Iran seeks OPEC support against U.S. sanctions (Reuters) – Iran has asked OPEC to support it against new U.S. sanctions and signalled it is not yet in agreement with Saudi Arabia’s views on the possible need to increase global oil supplies, creating potential problems for OPEC at its meeting next month. Iran, the arch-rival of Saudi Arabia, has a history of being difficult at OPEC meetings including in 2015 when the country refused to sign up to OPEC policies, saying it needed to raise output due to the easing of sanctions following Tehran’s accord with major world powers. U.S. President Donald Trump earlier this month pulled out of that nuclear deal with Iran and announced the “highest level” of sanctions against the OPEC member.
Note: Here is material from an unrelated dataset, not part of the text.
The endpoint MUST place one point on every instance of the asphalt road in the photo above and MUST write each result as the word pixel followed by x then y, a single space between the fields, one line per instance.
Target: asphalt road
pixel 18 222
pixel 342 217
Iran is the third-largest oil producer in the Organization of the Petroleum Exporting Countries after Saudi Arabia and Iraq. “I would like to … seek OPEC’s support in accordance with Article 2 of the OPEC Statute, which emphasises safeguarding the interests of member countries individually and collectively,” Iranian Oil Minister Bijan Zanganeh said in a letter seen by Reuters. Zanganeh also suggested in the letter that Iran was not in agreement with some OPEC ministers’ recent comments on the oil market. He said some OPEC ministers “have implicitly or unwittingly spoken for the organization, expressing views that might be perceived as the official position of the OPEC.” The energy ministers of Saudi Arabia and Russia said last week they were prepared to ease output cuts to calm consumer worries about supply. Raising output would bring an end to about 18 months of strict supply curbs amid concerns that oil price have risen too far. Oil price have hit their highest since late 2014, rising above $80.50 a barrel this month, but have since eased.